The festivities went crazy as the percentage increased, around 9 pm we arrive at the HDP tent where a lot of people, families, old ladies and many, many children gather. “The children are the most radical, they tell us, the police passed by and they made the Kurdish symbol of peace in their direction”. There is a wonderful, cheerful atmosphere, kids burst firecrackers and fireworks, people dance in traditional Halay dance groups, there is music and they sing folk or guerrilla songs … until suddenly, without warning of dispersion, a rain of tear gas pollutes the air, everyone runs and shelters the children. The celebrations of a peaceful crowd, gathered to celebrate the electoral result of a party legally candidate for democratic elections, are interrupted. There are no clashes with the police, people flee and we return to our base. From the windows on the main square we see the police still shooting with the hydrants, they arrest people and the smell of tear gas enters regularly from our window, until late at night.
My travel diary is interrupted on Sunday evening, because the following days are dedicated to the search-to-get-out-our-partner-Cristina-from-there.
In the HDP Diyarbakir headquarter, one member told me that the 90% of International Observers have been hindered in their job, some have been arrested, stopped, checked, for an hour or a few days. A French delegation was arrested and detained from early in the morning until the closure of the polls. In Kurdistan there were 136 people belonging to left-wing parties or political and humanitarian associations, distributed in 15 provinces.

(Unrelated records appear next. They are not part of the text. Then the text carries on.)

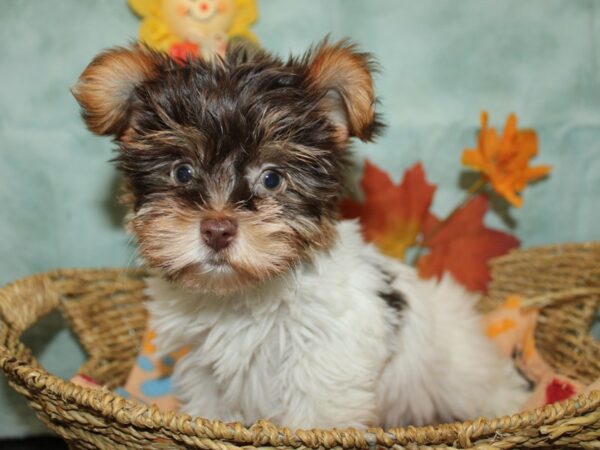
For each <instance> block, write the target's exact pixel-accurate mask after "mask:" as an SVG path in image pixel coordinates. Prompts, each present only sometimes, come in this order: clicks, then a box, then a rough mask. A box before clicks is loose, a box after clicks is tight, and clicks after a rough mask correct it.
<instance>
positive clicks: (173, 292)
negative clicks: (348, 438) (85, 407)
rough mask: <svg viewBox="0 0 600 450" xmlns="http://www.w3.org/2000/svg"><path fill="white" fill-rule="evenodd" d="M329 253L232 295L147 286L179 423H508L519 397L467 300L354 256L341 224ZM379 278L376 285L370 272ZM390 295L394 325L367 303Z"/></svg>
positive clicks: (454, 288) (355, 426)
mask: <svg viewBox="0 0 600 450" xmlns="http://www.w3.org/2000/svg"><path fill="white" fill-rule="evenodd" d="M338 231H339V235H340V239H339V241H338V244H337V245H336V246H335V247H334V248H333V249H332V250H331V251H329V252H327V253H323V254H321V255H319V256H318V257H317V258H316V259H315V261H313V263H311V264H310V265H308V264H307V265H304V266H302V267H298V268H297V269H295V270H294V271H292V272H291V273H290V274H288V275H287V276H286V277H282V278H279V279H277V280H272V281H270V282H269V283H266V284H265V285H263V286H261V287H260V288H256V289H254V290H253V291H251V292H246V293H245V294H244V295H236V296H232V297H213V296H209V295H198V294H190V293H186V292H183V291H181V290H180V289H178V288H177V287H176V286H173V285H171V284H169V283H167V282H165V281H164V280H162V279H160V278H153V279H150V280H149V281H148V285H149V287H148V289H149V294H150V296H151V297H152V298H153V300H152V301H151V302H149V304H148V307H149V310H150V312H151V315H152V317H153V323H152V325H153V327H154V329H155V330H156V333H157V338H156V344H157V347H158V349H159V351H160V352H163V353H165V352H169V351H172V350H174V349H176V348H178V347H181V346H183V345H190V346H191V348H192V350H191V351H190V353H188V354H187V355H186V356H185V357H184V358H183V359H182V360H180V361H179V362H178V363H177V365H176V367H175V372H174V375H173V382H174V386H175V390H176V393H177V394H178V397H179V398H180V400H182V402H183V407H182V409H183V410H184V411H185V412H188V413H189V414H192V415H198V416H202V417H207V418H213V419H221V420H225V421H240V422H242V423H245V424H251V423H252V422H254V421H256V420H258V419H262V418H265V419H270V420H272V421H274V422H275V423H278V424H281V425H286V426H290V427H300V428H312V427H321V428H324V427H346V426H355V427H364V426H368V425H384V426H397V425H400V424H403V423H404V424H406V423H411V424H426V423H432V422H434V421H439V420H453V419H467V418H472V417H477V416H479V415H497V414H505V413H509V412H515V411H516V410H517V406H518V405H519V402H521V401H522V400H523V398H524V396H525V395H526V393H525V392H524V390H523V387H524V384H523V383H522V380H520V379H519V378H518V377H517V376H516V372H514V371H513V370H512V369H511V366H510V364H509V363H508V361H506V360H504V359H502V358H500V356H499V355H498V353H497V352H496V351H495V349H494V348H493V347H492V345H491V344H490V343H489V342H488V341H487V340H486V339H485V338H484V336H483V333H482V330H481V324H480V320H479V316H478V315H477V314H476V312H475V311H474V309H473V303H474V302H473V300H474V297H473V296H472V295H469V294H468V293H466V292H465V291H464V289H462V287H460V286H459V285H457V284H456V283H455V282H454V281H453V280H452V279H451V278H449V277H446V278H444V279H443V280H442V282H441V283H436V282H435V281H422V280H419V279H418V277H417V276H416V274H415V272H414V271H413V270H412V269H411V268H408V267H406V266H404V265H402V264H399V263H398V262H396V261H393V260H389V259H387V258H385V257H383V256H381V255H380V254H379V253H377V251H376V250H375V249H374V248H372V247H370V246H368V245H365V244H364V243H363V242H362V240H361V237H360V233H359V230H358V227H357V225H356V224H355V223H353V222H342V223H340V224H339V225H338ZM382 268H383V269H384V270H385V272H387V275H386V274H384V273H383V272H382ZM390 275H391V278H392V279H393V281H392V283H391V285H392V287H393V289H394V290H395V291H397V292H400V293H401V294H402V297H403V300H404V303H405V304H404V305H403V309H402V311H401V312H400V313H399V312H398V311H397V310H395V309H393V308H391V307H390V306H389V305H388V304H387V303H386V302H385V301H384V300H382V298H381V293H382V292H389V289H390V284H389V283H390V281H391V280H390Z"/></svg>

On the streets of Istanbul, it’s 42 degrees, big posters of Erdogan with his election slogan “A great Turkey needs a strong leader” mark the landscape between skyscrapers and intersections without traffic lights. Cult of personality, alliance with the most nationalist party in the race, exclusion of political opponents, censorship … A story already heard in Europe not even too long ago.
* Cristina Cattafesta was released on the 6th of July after spending 10 days in the Gaziantep Deport Center.